The combined asset reserves of the Old-Age and Survivors Insurance and Disability Insurance (OASI and DI) Trust Funds are projected
to become depleted in 2035, one year later than projected last year, with 80 percent of benefits payable at that time.
The OASI Trust Fund is projected to become depleted in 2034, one year later than last year's estimate, with 77 percent of benefits
payable at that time. The DI Trust Fund asset reserves are not projected to become depleted during the 75-year projection period.
Other highlights of the Trustees Report include:
- Total income, including interest, to the combined OASI and DI Trust Funds amounted to $1.088 trillion in 2021. ($980.6 billion from
net payroll tax contributions, $37.6 billion from taxation of benefits, and $70.1 billion in interest)

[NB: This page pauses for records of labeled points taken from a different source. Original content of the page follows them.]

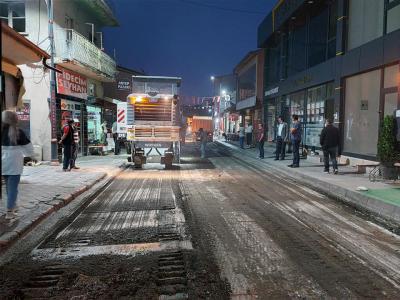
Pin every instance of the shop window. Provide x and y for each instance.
(362, 97)
(392, 76)
(14, 15)
(393, 19)
(365, 21)
(391, 104)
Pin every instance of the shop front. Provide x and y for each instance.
(71, 104)
(313, 106)
(369, 97)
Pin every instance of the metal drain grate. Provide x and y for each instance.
(42, 280)
(172, 279)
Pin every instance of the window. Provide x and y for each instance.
(365, 21)
(362, 97)
(14, 15)
(393, 17)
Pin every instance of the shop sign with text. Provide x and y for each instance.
(71, 84)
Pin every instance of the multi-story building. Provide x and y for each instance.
(224, 89)
(249, 89)
(78, 54)
(334, 59)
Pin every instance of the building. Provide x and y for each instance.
(78, 55)
(17, 50)
(249, 89)
(224, 103)
(334, 59)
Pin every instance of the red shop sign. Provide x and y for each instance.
(71, 84)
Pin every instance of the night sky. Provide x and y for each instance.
(185, 38)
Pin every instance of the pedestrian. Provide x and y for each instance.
(115, 137)
(295, 139)
(261, 140)
(241, 135)
(75, 145)
(282, 137)
(67, 140)
(14, 146)
(330, 143)
(249, 135)
(203, 142)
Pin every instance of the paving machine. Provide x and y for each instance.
(155, 128)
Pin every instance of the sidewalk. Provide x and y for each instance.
(382, 198)
(45, 189)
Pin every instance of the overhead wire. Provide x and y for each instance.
(221, 7)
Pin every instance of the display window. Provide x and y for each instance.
(94, 125)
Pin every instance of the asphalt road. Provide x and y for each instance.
(224, 227)
(275, 239)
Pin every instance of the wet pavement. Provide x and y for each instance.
(219, 228)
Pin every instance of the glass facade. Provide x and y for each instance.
(362, 97)
(393, 16)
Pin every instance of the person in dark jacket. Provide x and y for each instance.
(67, 140)
(330, 143)
(295, 139)
(15, 145)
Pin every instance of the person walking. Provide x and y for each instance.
(241, 135)
(295, 139)
(261, 140)
(330, 143)
(67, 140)
(115, 137)
(14, 146)
(75, 145)
(203, 142)
(282, 137)
(249, 135)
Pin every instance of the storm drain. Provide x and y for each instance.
(42, 280)
(172, 279)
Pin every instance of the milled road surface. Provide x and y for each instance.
(264, 235)
(276, 239)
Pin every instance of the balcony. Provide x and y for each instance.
(76, 52)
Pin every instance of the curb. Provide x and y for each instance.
(380, 210)
(7, 239)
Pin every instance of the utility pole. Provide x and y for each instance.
(53, 118)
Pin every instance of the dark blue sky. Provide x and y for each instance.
(179, 38)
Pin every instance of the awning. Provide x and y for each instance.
(247, 103)
(18, 50)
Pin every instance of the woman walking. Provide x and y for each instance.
(14, 146)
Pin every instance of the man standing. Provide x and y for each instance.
(75, 145)
(261, 140)
(241, 135)
(330, 143)
(295, 138)
(115, 137)
(67, 141)
(281, 138)
(249, 135)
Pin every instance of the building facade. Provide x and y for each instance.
(249, 89)
(335, 59)
(78, 55)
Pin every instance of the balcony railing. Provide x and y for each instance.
(72, 45)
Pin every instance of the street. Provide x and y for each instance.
(220, 228)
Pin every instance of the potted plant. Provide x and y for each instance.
(387, 148)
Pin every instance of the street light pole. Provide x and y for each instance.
(53, 118)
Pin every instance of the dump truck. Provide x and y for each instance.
(155, 128)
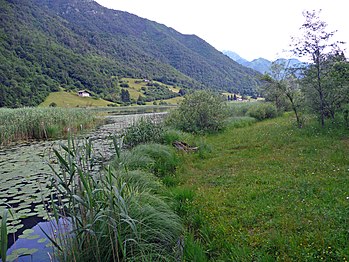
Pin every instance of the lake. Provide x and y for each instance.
(26, 175)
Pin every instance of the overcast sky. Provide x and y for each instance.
(251, 28)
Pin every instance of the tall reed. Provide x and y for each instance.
(3, 236)
(114, 215)
(41, 123)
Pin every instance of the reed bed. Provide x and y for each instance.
(42, 123)
(115, 215)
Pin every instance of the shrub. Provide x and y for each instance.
(261, 111)
(171, 135)
(200, 112)
(143, 131)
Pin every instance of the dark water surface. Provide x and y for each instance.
(25, 176)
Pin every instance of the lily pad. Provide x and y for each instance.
(42, 240)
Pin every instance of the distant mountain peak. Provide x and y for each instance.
(261, 64)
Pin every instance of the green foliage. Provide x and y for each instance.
(143, 131)
(200, 112)
(42, 123)
(261, 111)
(238, 122)
(171, 135)
(44, 46)
(114, 216)
(271, 192)
(193, 249)
(3, 236)
(239, 109)
(155, 91)
(125, 96)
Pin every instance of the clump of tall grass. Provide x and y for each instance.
(262, 111)
(41, 123)
(3, 236)
(143, 131)
(115, 215)
(239, 109)
(238, 122)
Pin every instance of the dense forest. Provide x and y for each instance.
(73, 44)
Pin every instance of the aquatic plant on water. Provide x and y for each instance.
(113, 215)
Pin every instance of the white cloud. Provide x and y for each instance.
(252, 28)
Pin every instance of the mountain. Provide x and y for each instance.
(78, 44)
(236, 57)
(262, 65)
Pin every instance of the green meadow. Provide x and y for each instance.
(268, 191)
(70, 99)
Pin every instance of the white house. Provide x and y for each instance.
(84, 93)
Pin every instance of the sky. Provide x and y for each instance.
(251, 28)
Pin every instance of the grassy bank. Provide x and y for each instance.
(69, 99)
(41, 123)
(269, 192)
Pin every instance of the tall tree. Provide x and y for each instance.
(125, 96)
(283, 89)
(316, 44)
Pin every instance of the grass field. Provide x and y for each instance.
(135, 86)
(67, 99)
(270, 192)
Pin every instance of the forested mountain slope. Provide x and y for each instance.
(75, 44)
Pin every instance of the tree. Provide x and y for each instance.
(284, 87)
(200, 112)
(316, 45)
(125, 96)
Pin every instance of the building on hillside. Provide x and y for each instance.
(84, 93)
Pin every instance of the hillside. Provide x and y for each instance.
(262, 65)
(75, 44)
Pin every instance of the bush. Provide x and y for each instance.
(261, 111)
(171, 135)
(200, 112)
(143, 131)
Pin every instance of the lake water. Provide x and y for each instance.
(25, 175)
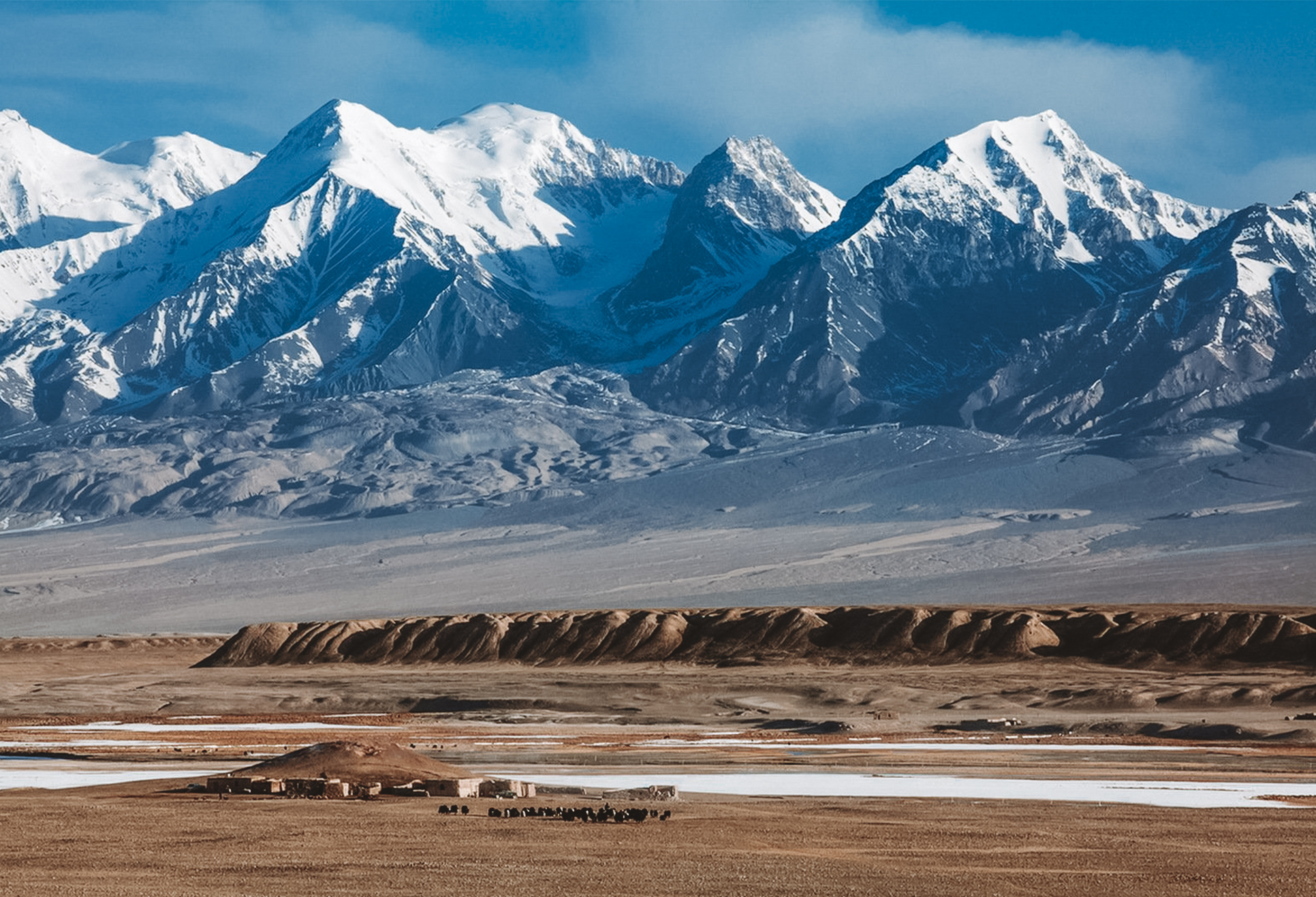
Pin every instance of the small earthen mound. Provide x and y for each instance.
(388, 764)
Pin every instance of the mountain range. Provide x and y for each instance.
(1007, 279)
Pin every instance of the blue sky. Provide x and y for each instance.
(1212, 101)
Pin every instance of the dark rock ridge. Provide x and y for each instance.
(824, 635)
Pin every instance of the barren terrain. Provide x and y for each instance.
(891, 518)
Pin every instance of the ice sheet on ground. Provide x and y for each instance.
(203, 726)
(33, 772)
(896, 746)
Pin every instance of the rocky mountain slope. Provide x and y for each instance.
(929, 279)
(169, 294)
(864, 635)
(1227, 330)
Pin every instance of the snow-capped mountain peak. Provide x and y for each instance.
(1037, 170)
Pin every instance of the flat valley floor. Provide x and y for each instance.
(883, 517)
(149, 839)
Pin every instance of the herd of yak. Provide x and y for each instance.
(604, 813)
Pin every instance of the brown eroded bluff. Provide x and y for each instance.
(820, 635)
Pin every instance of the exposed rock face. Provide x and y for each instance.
(1228, 330)
(388, 764)
(862, 635)
(928, 281)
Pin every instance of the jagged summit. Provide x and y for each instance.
(1225, 332)
(741, 210)
(170, 275)
(928, 279)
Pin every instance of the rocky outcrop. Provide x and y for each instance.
(821, 635)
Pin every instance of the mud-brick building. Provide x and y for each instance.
(244, 785)
(505, 788)
(453, 787)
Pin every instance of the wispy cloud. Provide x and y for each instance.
(847, 93)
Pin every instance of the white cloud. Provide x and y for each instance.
(848, 94)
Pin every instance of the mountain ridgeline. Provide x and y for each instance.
(753, 635)
(1008, 279)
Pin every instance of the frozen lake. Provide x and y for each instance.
(44, 772)
(854, 784)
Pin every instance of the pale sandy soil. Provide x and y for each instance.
(136, 840)
(117, 843)
(865, 518)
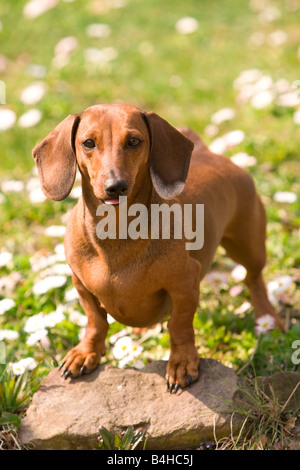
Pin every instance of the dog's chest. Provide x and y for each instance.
(132, 295)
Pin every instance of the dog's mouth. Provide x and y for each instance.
(111, 202)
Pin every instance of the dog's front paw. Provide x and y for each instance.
(80, 360)
(182, 368)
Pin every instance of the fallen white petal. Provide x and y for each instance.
(10, 335)
(296, 117)
(277, 38)
(289, 99)
(66, 45)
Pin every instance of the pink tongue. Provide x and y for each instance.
(112, 201)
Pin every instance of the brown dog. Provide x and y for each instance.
(120, 151)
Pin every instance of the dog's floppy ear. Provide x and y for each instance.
(169, 159)
(56, 161)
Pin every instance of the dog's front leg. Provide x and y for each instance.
(183, 364)
(86, 355)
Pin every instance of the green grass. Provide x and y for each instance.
(150, 52)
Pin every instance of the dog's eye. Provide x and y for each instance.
(134, 142)
(89, 143)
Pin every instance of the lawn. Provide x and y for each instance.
(229, 70)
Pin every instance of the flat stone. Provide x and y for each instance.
(66, 414)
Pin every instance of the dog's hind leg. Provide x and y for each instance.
(245, 243)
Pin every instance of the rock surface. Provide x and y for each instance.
(67, 414)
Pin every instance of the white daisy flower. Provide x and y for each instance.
(53, 318)
(35, 323)
(217, 278)
(264, 324)
(277, 38)
(6, 304)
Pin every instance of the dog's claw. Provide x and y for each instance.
(68, 374)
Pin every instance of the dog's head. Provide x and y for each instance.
(113, 145)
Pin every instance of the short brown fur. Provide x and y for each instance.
(141, 282)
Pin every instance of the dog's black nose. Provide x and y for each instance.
(115, 188)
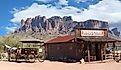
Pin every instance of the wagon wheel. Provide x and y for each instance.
(12, 57)
(41, 57)
(31, 58)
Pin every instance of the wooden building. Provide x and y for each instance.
(87, 43)
(61, 47)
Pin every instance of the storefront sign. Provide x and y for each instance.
(92, 33)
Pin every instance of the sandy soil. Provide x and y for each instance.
(47, 65)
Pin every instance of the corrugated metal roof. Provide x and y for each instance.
(61, 39)
(31, 41)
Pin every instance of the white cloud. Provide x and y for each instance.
(45, 1)
(10, 29)
(82, 0)
(63, 2)
(44, 10)
(107, 10)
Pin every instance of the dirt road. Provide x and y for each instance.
(47, 65)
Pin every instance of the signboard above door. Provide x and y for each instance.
(92, 33)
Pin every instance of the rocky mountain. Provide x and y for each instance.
(55, 26)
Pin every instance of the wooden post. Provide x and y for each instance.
(88, 52)
(101, 46)
(114, 50)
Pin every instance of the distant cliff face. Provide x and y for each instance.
(56, 25)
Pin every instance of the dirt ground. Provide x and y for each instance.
(51, 65)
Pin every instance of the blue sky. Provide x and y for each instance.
(12, 11)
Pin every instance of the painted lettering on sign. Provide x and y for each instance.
(92, 33)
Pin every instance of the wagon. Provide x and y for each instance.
(31, 50)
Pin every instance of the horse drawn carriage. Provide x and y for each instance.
(31, 50)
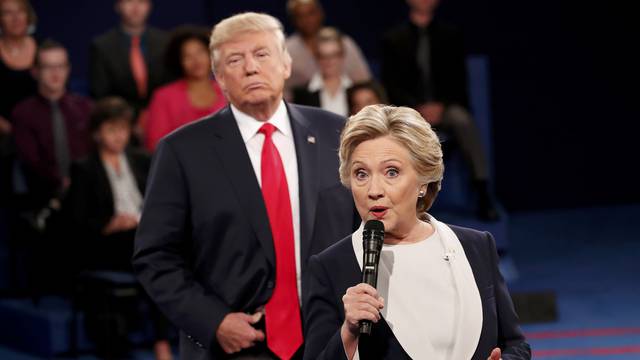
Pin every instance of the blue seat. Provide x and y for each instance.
(456, 202)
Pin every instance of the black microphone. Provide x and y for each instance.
(372, 239)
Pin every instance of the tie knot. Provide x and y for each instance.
(267, 129)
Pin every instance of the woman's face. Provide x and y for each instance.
(113, 136)
(385, 184)
(330, 59)
(14, 20)
(195, 59)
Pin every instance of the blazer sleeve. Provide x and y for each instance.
(160, 253)
(510, 337)
(322, 317)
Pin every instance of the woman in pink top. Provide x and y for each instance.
(193, 96)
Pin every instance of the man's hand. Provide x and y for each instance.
(495, 354)
(236, 333)
(432, 112)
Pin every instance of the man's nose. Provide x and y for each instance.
(251, 65)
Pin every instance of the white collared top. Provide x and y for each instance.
(415, 307)
(283, 140)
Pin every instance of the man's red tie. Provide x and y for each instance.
(282, 311)
(138, 66)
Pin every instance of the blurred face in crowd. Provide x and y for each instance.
(330, 59)
(52, 70)
(385, 184)
(423, 5)
(251, 69)
(113, 135)
(194, 57)
(307, 18)
(14, 20)
(133, 13)
(361, 98)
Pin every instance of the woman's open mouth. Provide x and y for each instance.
(378, 211)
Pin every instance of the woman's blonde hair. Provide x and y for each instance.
(407, 128)
(230, 27)
(32, 19)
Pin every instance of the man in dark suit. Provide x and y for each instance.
(237, 202)
(423, 67)
(128, 60)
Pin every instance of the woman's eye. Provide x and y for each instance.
(360, 175)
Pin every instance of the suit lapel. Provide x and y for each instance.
(233, 155)
(306, 154)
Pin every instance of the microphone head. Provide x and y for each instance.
(374, 225)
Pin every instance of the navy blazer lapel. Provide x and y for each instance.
(306, 154)
(233, 155)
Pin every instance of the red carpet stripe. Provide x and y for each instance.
(633, 349)
(562, 334)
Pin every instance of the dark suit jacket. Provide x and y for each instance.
(302, 96)
(336, 269)
(89, 207)
(110, 71)
(204, 247)
(401, 74)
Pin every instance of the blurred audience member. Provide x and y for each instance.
(365, 93)
(423, 66)
(51, 128)
(17, 52)
(307, 16)
(194, 95)
(127, 61)
(328, 87)
(105, 198)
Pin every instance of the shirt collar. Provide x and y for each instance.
(317, 84)
(249, 126)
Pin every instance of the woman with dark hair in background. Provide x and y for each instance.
(17, 53)
(194, 95)
(105, 200)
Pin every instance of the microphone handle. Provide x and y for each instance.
(369, 276)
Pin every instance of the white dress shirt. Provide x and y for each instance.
(283, 140)
(432, 301)
(337, 103)
(420, 295)
(126, 195)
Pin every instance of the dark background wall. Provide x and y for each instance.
(563, 74)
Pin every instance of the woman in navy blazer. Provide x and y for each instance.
(440, 294)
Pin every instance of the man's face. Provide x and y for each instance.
(52, 70)
(251, 69)
(307, 18)
(133, 12)
(423, 5)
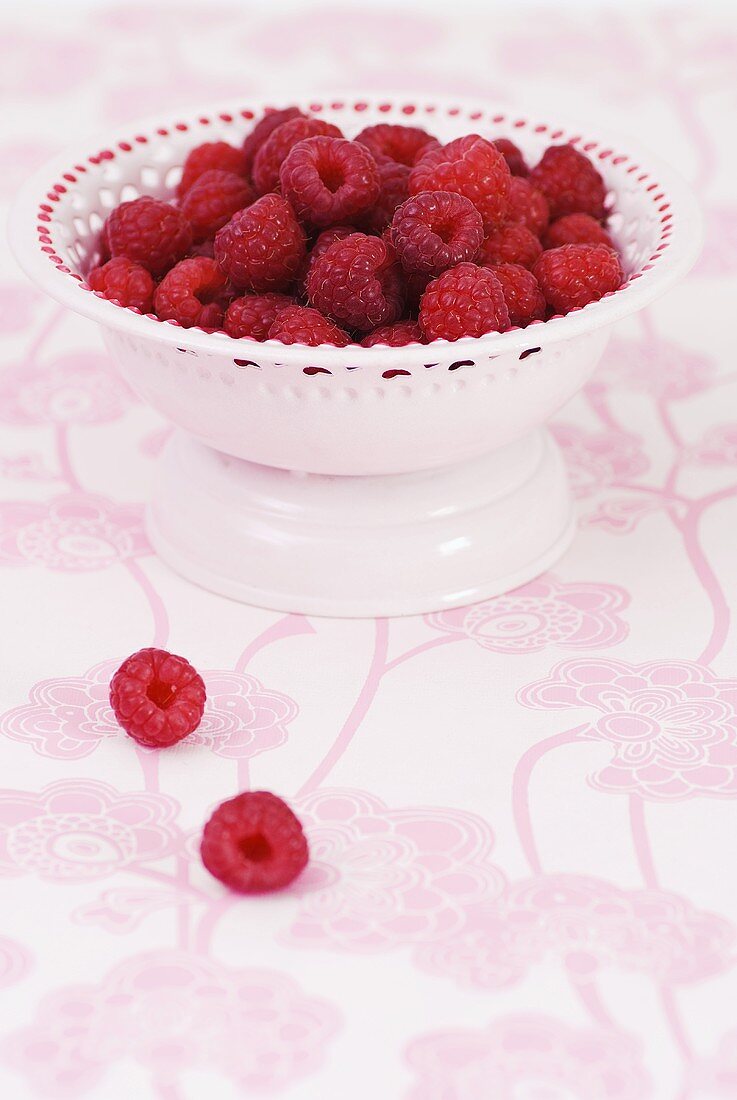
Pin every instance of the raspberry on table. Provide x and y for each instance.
(513, 155)
(358, 283)
(471, 166)
(521, 293)
(402, 144)
(570, 183)
(123, 282)
(573, 275)
(576, 229)
(254, 843)
(189, 294)
(436, 230)
(527, 205)
(212, 200)
(273, 152)
(208, 156)
(463, 301)
(157, 697)
(329, 180)
(264, 127)
(253, 315)
(395, 336)
(150, 232)
(306, 326)
(510, 244)
(262, 248)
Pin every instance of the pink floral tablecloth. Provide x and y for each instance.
(521, 814)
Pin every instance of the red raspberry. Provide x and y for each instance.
(330, 179)
(394, 178)
(149, 232)
(253, 315)
(436, 230)
(254, 843)
(513, 155)
(358, 283)
(264, 127)
(527, 206)
(576, 229)
(157, 697)
(303, 325)
(463, 301)
(523, 295)
(510, 244)
(403, 144)
(470, 166)
(212, 200)
(570, 183)
(262, 246)
(273, 153)
(189, 294)
(395, 336)
(123, 282)
(573, 275)
(211, 155)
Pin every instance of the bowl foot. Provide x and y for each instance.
(362, 547)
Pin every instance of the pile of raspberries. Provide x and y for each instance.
(305, 237)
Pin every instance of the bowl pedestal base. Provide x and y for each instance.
(362, 546)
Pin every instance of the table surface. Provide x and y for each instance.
(521, 814)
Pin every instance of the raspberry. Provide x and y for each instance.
(253, 315)
(212, 154)
(273, 152)
(576, 229)
(463, 301)
(471, 166)
(403, 144)
(330, 179)
(262, 246)
(527, 206)
(149, 232)
(436, 230)
(358, 283)
(254, 843)
(303, 325)
(157, 697)
(123, 282)
(395, 336)
(510, 244)
(212, 200)
(189, 294)
(570, 183)
(394, 179)
(513, 155)
(573, 275)
(523, 295)
(264, 127)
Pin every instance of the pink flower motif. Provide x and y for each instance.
(76, 532)
(67, 717)
(596, 460)
(590, 924)
(525, 1056)
(78, 388)
(655, 366)
(384, 878)
(14, 961)
(546, 613)
(672, 724)
(79, 829)
(171, 1012)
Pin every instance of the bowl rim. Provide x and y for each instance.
(675, 257)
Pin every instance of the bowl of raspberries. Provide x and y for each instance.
(360, 312)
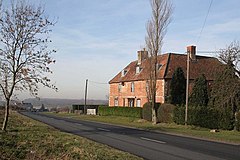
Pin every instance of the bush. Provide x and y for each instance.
(179, 114)
(165, 113)
(147, 111)
(135, 112)
(226, 119)
(197, 115)
(237, 123)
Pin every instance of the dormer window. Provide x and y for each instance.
(138, 69)
(124, 72)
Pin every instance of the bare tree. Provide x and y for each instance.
(231, 56)
(156, 30)
(24, 53)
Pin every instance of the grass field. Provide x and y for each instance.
(222, 136)
(28, 139)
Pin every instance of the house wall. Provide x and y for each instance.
(121, 94)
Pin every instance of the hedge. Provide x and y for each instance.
(165, 113)
(205, 117)
(135, 112)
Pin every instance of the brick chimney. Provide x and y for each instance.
(142, 55)
(191, 50)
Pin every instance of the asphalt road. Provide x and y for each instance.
(149, 145)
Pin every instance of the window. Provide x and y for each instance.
(138, 69)
(132, 87)
(116, 101)
(138, 102)
(131, 102)
(119, 87)
(124, 72)
(158, 66)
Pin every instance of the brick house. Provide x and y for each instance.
(129, 87)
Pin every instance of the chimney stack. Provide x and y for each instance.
(191, 50)
(142, 55)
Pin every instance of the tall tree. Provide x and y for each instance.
(24, 53)
(231, 56)
(199, 95)
(225, 93)
(178, 87)
(156, 30)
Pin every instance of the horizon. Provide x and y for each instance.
(95, 39)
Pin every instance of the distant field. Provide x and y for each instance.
(29, 139)
(222, 136)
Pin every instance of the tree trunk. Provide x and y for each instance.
(4, 126)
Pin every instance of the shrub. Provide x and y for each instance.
(197, 115)
(147, 111)
(120, 111)
(179, 114)
(226, 119)
(165, 113)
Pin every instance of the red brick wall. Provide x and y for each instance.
(138, 94)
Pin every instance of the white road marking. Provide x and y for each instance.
(78, 124)
(102, 129)
(152, 140)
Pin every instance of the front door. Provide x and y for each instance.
(130, 102)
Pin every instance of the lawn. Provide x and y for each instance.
(29, 139)
(193, 131)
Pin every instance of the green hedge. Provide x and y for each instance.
(147, 112)
(120, 111)
(204, 117)
(165, 113)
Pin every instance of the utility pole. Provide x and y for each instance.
(85, 104)
(187, 85)
(191, 54)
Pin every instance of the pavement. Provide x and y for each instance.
(145, 144)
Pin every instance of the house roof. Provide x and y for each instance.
(170, 61)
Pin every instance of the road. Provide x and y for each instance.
(146, 144)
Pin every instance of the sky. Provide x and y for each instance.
(96, 39)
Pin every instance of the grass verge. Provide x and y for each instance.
(29, 139)
(222, 136)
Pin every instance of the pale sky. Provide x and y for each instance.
(95, 39)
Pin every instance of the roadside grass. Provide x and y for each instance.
(192, 131)
(29, 139)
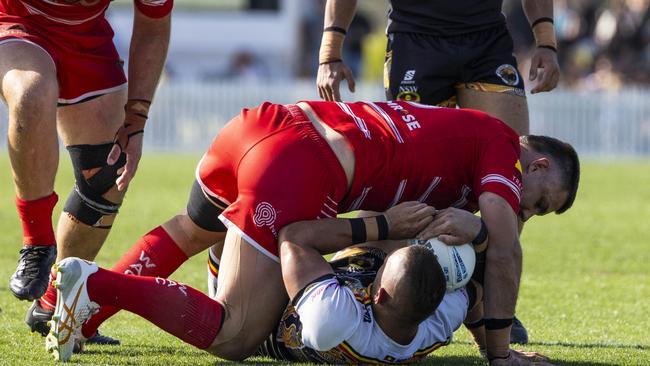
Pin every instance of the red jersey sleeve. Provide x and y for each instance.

- Total expenditures from the combined OASI and DI Trust Funds amounted to nearly $1.145 trillion in 2021.
- Social Security paid benefits of $1.133 trillion in calendar year 2021. There were about 65 million beneficiaries at the end of the calendar year.
- The projected actuarial deficit over the 75-year long-range period is 3.42 percent of taxable payroll - lower than the 3.54 percent projected in last year's report.
- During 2021, an estimated 179 million people had earnings covered by Social Security and paid payroll taxes.
- The cost of $6.5 billion to administer the Social Security program in 2021 was a very low 0.6 percent of total expenditures.
- The combined trust fund asset reserves earned interest at an effective annual rate of 2.5 percent in 2021.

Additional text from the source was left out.